Monday, January 13, 2014

Some Reporters, Editors Led Interesting Lives Before Going Into Newspapering

Close play at third, Fenway Park, Red Sox vs. Yankees, Boston Public Library
One of the things that made working at The Mobile Press Register exciting in the 1930s, ’40s and ’50s was that many of the reporters and editors had led interesting lives outside of journalism before going into newspapering.

One such staffer was Mobile native and sports editor Pat Moulton. He starred in football and baseball at Auburn University before signing with the Boston Red Sox in 1927.

He later played with Atlanta in the Southern Association, Selma and Montgomery in the Southeastern League and Shreveport and Fort Worth in the Texas League. He managed the Henderson team in 1934 and 1935 before retiring to become a sports writer.

Moulton was a popular character in the Press Register newsroom.
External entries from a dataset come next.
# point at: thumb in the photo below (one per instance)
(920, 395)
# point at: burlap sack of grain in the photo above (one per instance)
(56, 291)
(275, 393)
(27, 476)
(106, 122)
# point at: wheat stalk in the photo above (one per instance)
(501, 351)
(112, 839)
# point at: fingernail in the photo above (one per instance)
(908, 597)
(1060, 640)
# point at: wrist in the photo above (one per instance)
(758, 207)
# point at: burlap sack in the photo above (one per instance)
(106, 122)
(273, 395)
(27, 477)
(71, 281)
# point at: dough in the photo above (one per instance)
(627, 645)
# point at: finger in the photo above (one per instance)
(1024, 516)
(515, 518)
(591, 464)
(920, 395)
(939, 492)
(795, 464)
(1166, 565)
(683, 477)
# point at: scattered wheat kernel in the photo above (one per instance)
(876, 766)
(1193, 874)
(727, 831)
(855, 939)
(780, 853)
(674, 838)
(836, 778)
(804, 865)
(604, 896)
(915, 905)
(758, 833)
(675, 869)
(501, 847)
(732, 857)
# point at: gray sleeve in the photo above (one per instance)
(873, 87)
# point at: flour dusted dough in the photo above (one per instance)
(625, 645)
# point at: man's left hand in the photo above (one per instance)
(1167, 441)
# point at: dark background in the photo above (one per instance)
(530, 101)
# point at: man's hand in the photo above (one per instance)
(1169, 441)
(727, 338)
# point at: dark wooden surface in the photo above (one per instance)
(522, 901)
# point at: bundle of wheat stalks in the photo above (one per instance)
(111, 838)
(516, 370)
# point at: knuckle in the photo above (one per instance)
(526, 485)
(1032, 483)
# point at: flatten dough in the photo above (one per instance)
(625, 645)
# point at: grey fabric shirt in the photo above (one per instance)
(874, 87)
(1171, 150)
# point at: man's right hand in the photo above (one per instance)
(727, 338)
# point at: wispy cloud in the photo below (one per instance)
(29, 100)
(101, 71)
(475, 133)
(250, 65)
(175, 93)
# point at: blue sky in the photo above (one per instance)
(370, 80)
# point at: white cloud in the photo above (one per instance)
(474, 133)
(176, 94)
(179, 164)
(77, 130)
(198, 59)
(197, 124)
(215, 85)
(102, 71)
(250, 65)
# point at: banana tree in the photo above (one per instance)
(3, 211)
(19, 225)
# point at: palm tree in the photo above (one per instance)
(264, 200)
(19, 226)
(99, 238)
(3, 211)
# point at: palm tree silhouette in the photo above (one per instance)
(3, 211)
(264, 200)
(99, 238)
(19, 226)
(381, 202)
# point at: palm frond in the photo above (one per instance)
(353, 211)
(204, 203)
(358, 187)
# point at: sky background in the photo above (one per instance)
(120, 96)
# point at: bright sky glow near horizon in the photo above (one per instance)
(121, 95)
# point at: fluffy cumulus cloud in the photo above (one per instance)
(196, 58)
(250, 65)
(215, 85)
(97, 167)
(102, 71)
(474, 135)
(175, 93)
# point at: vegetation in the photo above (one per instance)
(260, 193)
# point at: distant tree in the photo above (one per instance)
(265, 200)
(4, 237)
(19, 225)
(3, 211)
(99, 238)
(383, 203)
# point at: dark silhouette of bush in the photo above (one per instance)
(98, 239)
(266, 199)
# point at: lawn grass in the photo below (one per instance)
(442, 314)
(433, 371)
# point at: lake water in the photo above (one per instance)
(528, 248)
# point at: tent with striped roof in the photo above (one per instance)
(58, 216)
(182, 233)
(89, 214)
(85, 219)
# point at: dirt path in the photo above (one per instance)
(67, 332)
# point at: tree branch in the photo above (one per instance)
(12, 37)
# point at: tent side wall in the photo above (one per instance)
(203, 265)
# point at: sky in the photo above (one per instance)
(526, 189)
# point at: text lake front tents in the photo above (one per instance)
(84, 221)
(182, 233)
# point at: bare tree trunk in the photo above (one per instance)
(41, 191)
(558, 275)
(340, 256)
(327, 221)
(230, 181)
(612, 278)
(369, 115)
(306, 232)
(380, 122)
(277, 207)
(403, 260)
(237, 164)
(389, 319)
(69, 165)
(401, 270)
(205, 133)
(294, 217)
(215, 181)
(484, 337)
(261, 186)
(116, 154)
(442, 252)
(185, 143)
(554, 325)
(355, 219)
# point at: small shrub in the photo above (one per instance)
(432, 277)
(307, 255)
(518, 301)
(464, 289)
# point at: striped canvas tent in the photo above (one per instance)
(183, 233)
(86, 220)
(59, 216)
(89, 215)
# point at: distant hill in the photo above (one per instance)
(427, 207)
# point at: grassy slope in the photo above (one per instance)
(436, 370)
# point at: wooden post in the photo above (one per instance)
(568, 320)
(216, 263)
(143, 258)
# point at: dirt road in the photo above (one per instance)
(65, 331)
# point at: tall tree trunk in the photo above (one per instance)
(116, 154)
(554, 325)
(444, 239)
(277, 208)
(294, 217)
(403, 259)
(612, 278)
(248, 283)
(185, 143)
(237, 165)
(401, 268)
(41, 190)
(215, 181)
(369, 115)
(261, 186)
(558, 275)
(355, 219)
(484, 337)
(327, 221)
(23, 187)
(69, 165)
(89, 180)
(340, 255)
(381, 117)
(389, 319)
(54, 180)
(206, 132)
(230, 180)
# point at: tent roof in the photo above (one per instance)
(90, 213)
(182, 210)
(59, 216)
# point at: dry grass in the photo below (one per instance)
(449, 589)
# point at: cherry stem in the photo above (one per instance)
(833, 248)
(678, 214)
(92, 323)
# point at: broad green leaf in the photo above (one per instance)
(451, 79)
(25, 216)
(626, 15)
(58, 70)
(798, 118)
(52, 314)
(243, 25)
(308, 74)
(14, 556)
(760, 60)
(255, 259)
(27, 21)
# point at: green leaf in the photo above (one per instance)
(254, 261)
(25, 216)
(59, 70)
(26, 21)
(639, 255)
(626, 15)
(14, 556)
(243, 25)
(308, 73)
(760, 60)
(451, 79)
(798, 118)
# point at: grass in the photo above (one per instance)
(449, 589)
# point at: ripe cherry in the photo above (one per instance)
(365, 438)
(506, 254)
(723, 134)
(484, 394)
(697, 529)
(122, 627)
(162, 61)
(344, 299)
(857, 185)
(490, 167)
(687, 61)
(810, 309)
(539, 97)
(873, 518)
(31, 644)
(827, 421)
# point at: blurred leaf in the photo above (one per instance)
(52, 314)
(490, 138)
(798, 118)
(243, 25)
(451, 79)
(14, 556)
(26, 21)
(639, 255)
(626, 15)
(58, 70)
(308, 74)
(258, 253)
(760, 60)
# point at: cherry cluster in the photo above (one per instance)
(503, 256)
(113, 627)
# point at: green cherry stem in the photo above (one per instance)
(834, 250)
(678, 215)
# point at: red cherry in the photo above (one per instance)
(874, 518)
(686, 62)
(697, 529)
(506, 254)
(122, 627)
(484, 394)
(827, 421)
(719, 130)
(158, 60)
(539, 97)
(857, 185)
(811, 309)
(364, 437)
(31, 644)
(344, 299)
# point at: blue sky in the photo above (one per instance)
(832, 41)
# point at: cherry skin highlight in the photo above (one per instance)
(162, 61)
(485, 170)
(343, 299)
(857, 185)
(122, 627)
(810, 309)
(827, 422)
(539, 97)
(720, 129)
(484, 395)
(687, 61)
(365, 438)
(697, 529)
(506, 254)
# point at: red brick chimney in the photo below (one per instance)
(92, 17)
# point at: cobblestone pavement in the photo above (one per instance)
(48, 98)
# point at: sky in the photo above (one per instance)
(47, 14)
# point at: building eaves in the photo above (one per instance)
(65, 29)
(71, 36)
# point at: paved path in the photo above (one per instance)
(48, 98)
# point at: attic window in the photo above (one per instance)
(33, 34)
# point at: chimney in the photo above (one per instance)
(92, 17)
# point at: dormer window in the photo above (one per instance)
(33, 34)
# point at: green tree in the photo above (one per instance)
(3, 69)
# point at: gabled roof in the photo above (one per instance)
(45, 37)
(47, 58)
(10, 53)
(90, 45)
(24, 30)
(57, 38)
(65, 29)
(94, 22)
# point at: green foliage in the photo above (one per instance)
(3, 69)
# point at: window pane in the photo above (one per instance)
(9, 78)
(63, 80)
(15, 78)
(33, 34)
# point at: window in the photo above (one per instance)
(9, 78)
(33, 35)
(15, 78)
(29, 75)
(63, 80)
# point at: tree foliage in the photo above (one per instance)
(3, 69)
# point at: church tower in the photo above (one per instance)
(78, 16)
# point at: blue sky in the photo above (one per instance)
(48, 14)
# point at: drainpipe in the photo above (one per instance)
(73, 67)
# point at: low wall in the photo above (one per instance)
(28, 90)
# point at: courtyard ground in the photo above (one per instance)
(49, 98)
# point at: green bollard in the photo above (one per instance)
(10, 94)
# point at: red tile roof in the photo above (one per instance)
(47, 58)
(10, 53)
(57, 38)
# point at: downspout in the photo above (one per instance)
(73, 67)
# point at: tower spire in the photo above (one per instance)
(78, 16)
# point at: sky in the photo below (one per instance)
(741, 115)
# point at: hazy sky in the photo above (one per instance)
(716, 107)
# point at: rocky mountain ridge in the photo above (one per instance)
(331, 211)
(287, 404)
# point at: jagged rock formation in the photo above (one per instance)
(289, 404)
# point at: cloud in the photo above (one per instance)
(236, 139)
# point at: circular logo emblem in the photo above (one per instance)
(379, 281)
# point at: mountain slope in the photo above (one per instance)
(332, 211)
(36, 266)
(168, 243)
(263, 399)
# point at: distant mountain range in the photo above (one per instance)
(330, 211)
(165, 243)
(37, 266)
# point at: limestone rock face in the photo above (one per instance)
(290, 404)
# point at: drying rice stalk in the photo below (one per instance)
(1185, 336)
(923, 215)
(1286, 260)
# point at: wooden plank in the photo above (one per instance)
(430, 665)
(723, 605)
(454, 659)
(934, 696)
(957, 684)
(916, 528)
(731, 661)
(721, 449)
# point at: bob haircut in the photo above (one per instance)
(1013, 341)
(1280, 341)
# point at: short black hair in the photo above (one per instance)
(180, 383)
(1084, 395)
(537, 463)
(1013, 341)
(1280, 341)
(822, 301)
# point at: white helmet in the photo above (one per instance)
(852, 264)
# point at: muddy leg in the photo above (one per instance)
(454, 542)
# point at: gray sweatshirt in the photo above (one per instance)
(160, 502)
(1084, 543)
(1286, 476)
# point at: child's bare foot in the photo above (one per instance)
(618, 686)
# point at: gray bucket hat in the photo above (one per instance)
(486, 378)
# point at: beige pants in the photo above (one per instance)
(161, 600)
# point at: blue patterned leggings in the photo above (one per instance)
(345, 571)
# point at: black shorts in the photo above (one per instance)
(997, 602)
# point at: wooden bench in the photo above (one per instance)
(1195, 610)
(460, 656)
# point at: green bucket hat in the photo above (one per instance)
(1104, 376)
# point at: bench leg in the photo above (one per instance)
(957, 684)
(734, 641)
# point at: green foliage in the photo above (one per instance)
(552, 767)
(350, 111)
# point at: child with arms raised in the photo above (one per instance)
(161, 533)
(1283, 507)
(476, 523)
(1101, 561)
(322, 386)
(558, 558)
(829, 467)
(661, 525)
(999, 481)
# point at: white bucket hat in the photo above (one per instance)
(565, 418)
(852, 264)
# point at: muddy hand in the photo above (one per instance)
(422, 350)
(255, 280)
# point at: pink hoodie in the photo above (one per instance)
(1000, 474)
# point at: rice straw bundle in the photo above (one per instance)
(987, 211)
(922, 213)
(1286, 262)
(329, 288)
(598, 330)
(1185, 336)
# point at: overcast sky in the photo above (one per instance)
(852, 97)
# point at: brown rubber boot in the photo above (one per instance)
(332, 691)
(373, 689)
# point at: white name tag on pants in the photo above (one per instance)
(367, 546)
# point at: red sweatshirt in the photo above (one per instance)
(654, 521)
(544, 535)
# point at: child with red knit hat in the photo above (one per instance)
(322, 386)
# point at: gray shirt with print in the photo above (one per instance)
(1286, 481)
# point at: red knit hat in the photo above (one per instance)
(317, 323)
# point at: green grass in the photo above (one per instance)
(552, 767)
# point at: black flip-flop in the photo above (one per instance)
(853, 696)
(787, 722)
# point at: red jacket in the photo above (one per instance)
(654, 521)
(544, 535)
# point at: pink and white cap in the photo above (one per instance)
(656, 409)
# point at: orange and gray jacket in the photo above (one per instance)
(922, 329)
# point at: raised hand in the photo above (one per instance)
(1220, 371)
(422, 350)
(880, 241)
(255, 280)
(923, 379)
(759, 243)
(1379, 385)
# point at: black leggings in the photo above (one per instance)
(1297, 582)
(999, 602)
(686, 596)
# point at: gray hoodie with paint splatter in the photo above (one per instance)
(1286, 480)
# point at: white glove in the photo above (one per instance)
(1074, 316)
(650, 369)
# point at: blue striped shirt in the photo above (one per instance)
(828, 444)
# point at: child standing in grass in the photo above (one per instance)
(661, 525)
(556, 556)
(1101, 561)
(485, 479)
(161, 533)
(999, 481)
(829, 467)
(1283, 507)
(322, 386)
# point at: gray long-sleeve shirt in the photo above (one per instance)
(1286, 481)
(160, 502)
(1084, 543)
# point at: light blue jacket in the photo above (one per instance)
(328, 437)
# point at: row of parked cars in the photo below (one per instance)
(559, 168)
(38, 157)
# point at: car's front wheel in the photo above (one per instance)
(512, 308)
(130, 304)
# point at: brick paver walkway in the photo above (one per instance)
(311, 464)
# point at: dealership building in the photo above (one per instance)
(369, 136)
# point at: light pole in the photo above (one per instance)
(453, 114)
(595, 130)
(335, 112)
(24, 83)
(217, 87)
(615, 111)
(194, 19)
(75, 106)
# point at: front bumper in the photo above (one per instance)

A steady stream of sports personalities Moulton had met during his professional baseball days visited the newsroom and many of them became the subject of his column, “Heard in the Showers.”

Moulton also liked to play practical jokes. One of the objects of his humor was Sam Willingham, the religion editor.

In the bottom drawer of his desk Willingham kept the “cuts,” or photographic engravings, of the community’s religious leaders. One day, as a prominent minster stood by Willingham’s desk with an article for the religion page, Willingham opened the drawer to pull out the minister’s cut. To his great embarrassment, the drawer was full of whiskey bottles.

Saturday, January 4, 2014

Big Shots of The Mobile Press Register


The above photo was taken in 1944 in the publisher's office of what was then The Mobile Press Register's new building at the northeast corner of Government and Claiborne streets. The men in the photo were the newspaper's top management at the time. From left to right:

T. C. McLemore, mechanical superintendent. McLemore, who was also a shareholder, was in charge of the production facilities.

William Jefferson Hearin, Jr., general manager. Hearin began at the newspaper as an 18-year-old retail advertising solicitor and essentially ran the newspaper as co-publisher by 1965.

Ralph Bradford Chandler, publisher. Chandler had founded Scripps-Howard's Birmingham Post and put together the collection of investors who in 1929 started The Mobile Press, which absorbed The Mobile Register in 1932.

Joseph Alex McGowin, chairman of the Board of Directors. After the death of Mobile Press founder Joseph F. McGowin, his two sons Joe Alex and Leonard held and voted together their father’s shares in the newspaper. The McGowin family was deeply invested in the Port City’s real estate, financial, automobile and construction firms.

George M. Cox, executive editor. His father had worked as a Linotype operator at the old Mobile Register and his grandfather had been one of the owners of The Mobile Daily News in the 1890s. At age 11 in 1918, George Cox began hawking newspapers on downtown streets. In his teens, he became a copy boy after school and worked until 10 p.m. During the summers, he worked part-time as a reporter.After he graduated from Barton Academy in 1924, Cox became a police reporter for the Register and News-Item and eventually became the executive editor of the Press Register.